Critical Homage: A. Alvarez — Beyond Fiddling Away

By Bill Marx

Al Alvarez’s new book of essays provides an opportunity to also strongly recommend his first collection of literary commentary and reviews, 1969’s Beyond All This Fiddle, one of the most invigorating collections of cultural commentary from that period.

The latest issue of the TLS features an irritatingly short review of Risky Business, a new gathering of essays on “people, pastimes, poker and books” by the fine critic, novelist, and poet Al Alvarez. Best known for his book on modern poetry, The Shaping Spirit, and the sometimes hysterical analysis of Sylvia Plath, The Savage God: A Study of Suicide, Alvarez occasionally takes up subjects that aren’t of much interest to me, such as gambling and rock climbing. (Those interested in his rebellion against the contemplative should turn to his enjoyable 1999 memoir Where Did It All Go Right?) Fortunately, along with his intense meditations on nerves of steel, Risky Business includes pieces on, among others, Plath, the Polish poet Zbigniew Herbert, Seamus Heaney, Jean Rhys, and Malcolm Cowley.

The appearance of this book gives me an opportunity to recommend it and Alvarez’s first collection of essays, 1969’s Beyond All This Fiddle, which is sadly out of print. It is one of the most invigorating collections of cultural commentary from that period, holding up better than ballyhooed volumes by Susan Sontag and other camp hipsters of the time. The volume features a sympathetic yet skeptical mind in the thick of things, trenchantly evaluating some of the artistic transformations and misfires of the ’60s, forcefully calibrating changes for the better and the worse. And that is why the volume hasn’t dated as badly as other reports from the front who jumped on the bandwagon of the “far out.”

Beyond All This Fiddle

Also, Alvarez is alert to the fear, as well as the promise, at the center of a period of transition, when “the electronic culture threatens to shatter all the traditional disciplines which are worked so hard for and acquired only slowly and with such difficulty.” For him, the antique discipline practiced by the best critics builds a world of values out of literature: “Inevitably they don’t like much, for in all visible moralities the elect are, of necessity, few. So their work is devoted to keeping up standards, always with an intellectual passion, sometimes with a certain savagery. Like old-fashioned doctors, they believe that blood must at times be let to preserve the health of the patient.” Ironically, the popular brand of new-fashioned medicine practiced by most of today’s arts critics amounts to “doing no harm” until the patient expires.

The reviewer-doctor administers some wounds, slashing at theater critic Ken Tynan (“It is as though Tynan inhabited a world in which haute cuisine and politics were equal and interchangable”), art critic John Berger (“For all his brilliance, Berger is a sentimentalist, and what he sentimentalizes above all is the ideal of solidarity”), Norman Podhoretz, and, of course, the faddish Sontag (“It is as though she felt she had to justify her enjoyment of things lowbrow by a sophisticated double-take which proves that, in the last analysis, what is terrible is good, since boredom is the only interesting emotion left.”).

Alvarez not only bitingly sizes up his contemporaries, but also provides plenty of admirations, spreading his thoughtful praise over an impressive range of writers and books from John Dryden and John Keats to Miroslav Holub, Piotr Rawicz, and Patrick White.

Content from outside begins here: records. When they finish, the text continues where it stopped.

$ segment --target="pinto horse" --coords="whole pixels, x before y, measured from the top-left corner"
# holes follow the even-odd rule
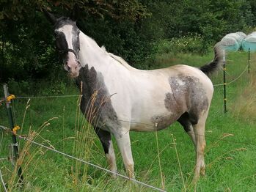
[[[90,103],[99,116],[92,125],[110,170],[117,172],[111,136],[116,139],[131,178],[134,174],[130,130],[159,130],[178,121],[195,147],[194,179],[197,180],[200,173],[205,174],[205,127],[213,93],[208,75],[222,65],[221,47],[216,45],[213,61],[200,68],[179,64],[137,70],[99,47],[80,32],[70,18],[57,18],[49,12],[46,15],[54,26],[56,48],[64,68],[76,79],[78,87],[82,82],[82,113],[88,119],[92,111],[87,106]]]

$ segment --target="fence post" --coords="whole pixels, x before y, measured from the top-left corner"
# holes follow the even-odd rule
[[[223,94],[224,94],[224,112],[227,111],[227,90],[226,90],[226,58],[225,58],[225,50],[223,49]]]
[[[12,132],[14,128],[14,123],[13,123],[13,117],[12,117],[12,106],[10,106],[11,100],[7,100],[7,97],[10,95],[8,92],[8,87],[6,84],[4,84],[4,97],[5,97],[5,103],[6,103],[6,108],[7,110],[7,114],[8,114],[8,119],[9,119],[9,124],[10,124],[10,128],[11,129]],[[18,142],[16,139],[16,136],[12,133],[12,147],[13,147],[13,152],[14,152],[14,158],[15,162],[17,161],[18,158]],[[23,175],[22,175],[22,170],[21,167],[19,165],[17,165],[18,167],[18,182],[22,183],[23,182]]]
[[[250,73],[250,47],[248,48],[248,73]]]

Here is one of my favorite passages from Alvarez’s essay “The Limits of Analysis”:

“The one demand that can reasonably made of the critic is that he be original. In the last analysis, it doesn’t matter if he is right or wrong, bigoted or generous, narrow-minded or catholic, provided he says his own say, gets his own feelings straight and sets up his own standards for inspection and, if necessary, for disagreement; provided, that is, he creates his own moral world with as much intelligence he can muster. And this is the most fundamental form of commitment; it is not a matter of political dogma or accepted standards, but of the life of the man linking creatively with the life of the work.”

Also worth bearing in mind, from the same essay:

It is the business of the pedagogues to be useful, but it is the business of the critics to be lucid… For it is lucidity. not complexity, that is the final token of intelligence and honesty.


Bill Marx is the Editor-in-chief of the Arts Fuse. For over three decades, he has written about arts and culture for print, broadcast, and online. He has regularly reviewed theater for National Public Radio Station WBUR and the Boston Globe. He created and edited WBUR Online Arts, a cultural webzine that in 2004 won an Online Journalism Award for Specialty Journalism. In 2007 he created the Arts Fuse, an online magazine dedicated to covering arts and culture in Boston and throughout New England.